One can build operations by populating OperationState and calling Operation::create (and there are actually several uses of this scheme in-tree, outside the builders infrastructure), but we don’t consider OpBuilder a duplicate API for that reason. I expect something similar in this proposal: we layer an abstraction on top of OpBuilder, which conceptually is just an insertion point + creation hooks anyway. Ideally, all code for which it makes sense switches to the new abstraction, but we cannot just deprecate OpBuilder::create and remove the 1100+ in-tree calls (as well as several thousand out-of-tree calls) in one shot. So keeping it, at least in the short term, is just pragmatic.

Different people having invested in building similar helpers in-tree sounds like the evidence of the opposite.

This sounds self-contradictory to me. We want fewer, more consistent ways and, at the same time, we want people to split into camps and build inconsistent out-of-tree support stuff. This is bad for the ecosystem. This sends a bad signal to people who want to improve something in-tree. And, in the meantime, we already have different approaches in-tree that this attempts to unify and that are unlikely to just go away otherwise. On a meta point, it’s concerning how hard it is to push quality-of-life improvements to core. Sure, people will use MLIR because there is no alternative, but I’d like them to use it because it’s the best thing to use.

Can you elaborate on this? I don’t see Chris for instance pushing against “quality-of-life improvements” but pushing against what he perceives as something that “superficially looks like a qualify-of-life improvements but that encourages bad idioms and will lead to less readable code”.

I sympathize with Chris’ view on this, it also matches my natural instinct, but I’m just on the more pragmatic side in this case: the current proposal looks to me like a better middle-ground to replace the EDSCs APIs (and all the out-of-tree helpers people are using/building).

There is a point that keeps me a bit worried: the location management. I agree with Alex that it is a bit too mechanical right now, this proposal seems to just accept this as fact and could contribute to make the situation “less fixable” in the future. Many patterns are many-to-one or many-to-many yet we only propagate the root location: it’d be nice if we could improve the situation on this.
For now we could include the location in the API: AddFOp addFOp(Location loc, Type result, Value lhs, Value rhs) { ; or at least provide this form as an overload that allows to specify a location.

It’s a general feeling in a rather broad sense, nothing about Chris. FWIW, his “named SSA values” proposal qualifies as quality-of-life, and it took substantial time and effort to get accepted, too. Any sufficiently large change with compiler-writer (i.e. ourselves) experience improvement as the primary goal receives some pushback. Achieving the same by incorporating the original change into several changes that introduce other features as their main goal does not. Without attributing any intent to “sneak in” changes, StructBuilder/MemRefDescriptor and Linalg named ops can be seen as examples of this. We get into a situation, where we only get improvements for ourselves as a byproduct of other changes.
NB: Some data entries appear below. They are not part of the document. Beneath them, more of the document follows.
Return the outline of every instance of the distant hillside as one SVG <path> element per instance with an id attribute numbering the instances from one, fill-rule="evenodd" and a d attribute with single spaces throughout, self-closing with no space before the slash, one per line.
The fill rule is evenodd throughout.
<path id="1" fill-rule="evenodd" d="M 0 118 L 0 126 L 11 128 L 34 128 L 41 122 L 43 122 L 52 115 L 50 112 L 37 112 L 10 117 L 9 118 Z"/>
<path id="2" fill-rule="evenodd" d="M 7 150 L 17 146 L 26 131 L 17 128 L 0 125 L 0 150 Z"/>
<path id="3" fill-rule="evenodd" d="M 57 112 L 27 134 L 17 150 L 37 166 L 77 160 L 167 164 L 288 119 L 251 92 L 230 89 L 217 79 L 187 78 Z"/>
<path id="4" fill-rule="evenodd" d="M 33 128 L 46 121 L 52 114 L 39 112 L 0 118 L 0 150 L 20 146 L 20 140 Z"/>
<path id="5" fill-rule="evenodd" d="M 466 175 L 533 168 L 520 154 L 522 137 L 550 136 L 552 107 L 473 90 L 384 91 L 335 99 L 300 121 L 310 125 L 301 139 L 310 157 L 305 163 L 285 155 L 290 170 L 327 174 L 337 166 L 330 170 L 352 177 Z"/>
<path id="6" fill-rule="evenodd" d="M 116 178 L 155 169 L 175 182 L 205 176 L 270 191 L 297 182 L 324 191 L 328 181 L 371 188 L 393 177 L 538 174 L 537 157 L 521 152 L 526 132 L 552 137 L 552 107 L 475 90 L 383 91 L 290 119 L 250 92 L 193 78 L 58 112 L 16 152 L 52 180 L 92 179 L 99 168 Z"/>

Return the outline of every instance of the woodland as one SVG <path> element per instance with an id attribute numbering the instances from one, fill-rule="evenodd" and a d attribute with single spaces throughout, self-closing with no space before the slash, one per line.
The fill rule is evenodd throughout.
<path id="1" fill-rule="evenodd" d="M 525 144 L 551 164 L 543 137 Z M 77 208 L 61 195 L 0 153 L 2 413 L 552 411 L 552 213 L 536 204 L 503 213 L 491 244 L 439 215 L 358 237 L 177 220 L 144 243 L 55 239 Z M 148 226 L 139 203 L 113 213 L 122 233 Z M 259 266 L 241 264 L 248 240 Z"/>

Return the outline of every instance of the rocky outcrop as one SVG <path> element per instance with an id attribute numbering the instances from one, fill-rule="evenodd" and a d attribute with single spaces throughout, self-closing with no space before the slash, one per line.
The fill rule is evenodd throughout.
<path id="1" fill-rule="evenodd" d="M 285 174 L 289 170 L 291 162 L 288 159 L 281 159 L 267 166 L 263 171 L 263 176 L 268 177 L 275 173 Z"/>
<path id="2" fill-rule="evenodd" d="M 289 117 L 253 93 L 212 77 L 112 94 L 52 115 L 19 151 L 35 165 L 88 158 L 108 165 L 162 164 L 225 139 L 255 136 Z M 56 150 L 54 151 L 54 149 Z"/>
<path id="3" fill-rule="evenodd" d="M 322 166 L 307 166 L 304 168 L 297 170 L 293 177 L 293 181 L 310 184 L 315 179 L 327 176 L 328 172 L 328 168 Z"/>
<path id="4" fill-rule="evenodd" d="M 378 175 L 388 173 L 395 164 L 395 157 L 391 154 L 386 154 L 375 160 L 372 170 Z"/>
Also discussions tend to turn meta too quick. I’m the one who started it here, so let’s try to keep it focused on the proposal for other folks to voice in.

I can totally understand this for introducing new things without real need. In this specific case, I’m more in the “if you can’t fight it, join and lead it” mindset.

agreed, this was included from the start:

I agree with you and, I think, Chris here, location handling is likely the key point here and it may be worth factoring out into a separate discussion.

I’m still interested in opinions on this proposal specifically.

I think I can honestly say that I still haven’t encountered a situation where I needed more than one location within the same IR-building function. I think that catering to that use case will pay dividends. It seems trivial to also have the explicit form when needed (frontends?).

I definitely want to see the IDE autocomplete and {} benefits that @jurahul mentioned. That’s more important to me than trimming the size.

I wonder how far we’d get with just two conceptually small changes:

  1. TableGen the scf::IfOp::create-style methods as in @jurahul’s proposal (is there any objection to this?)
  2. Introduce OpBuilder::LocationGuard guard(builder); to cache a location on the OpBuilder. The explicit-location variants of FooOp::create override the implicit location, but we could then introduce implicit-location variants that require being used with the builder guarded by a LocationGuard.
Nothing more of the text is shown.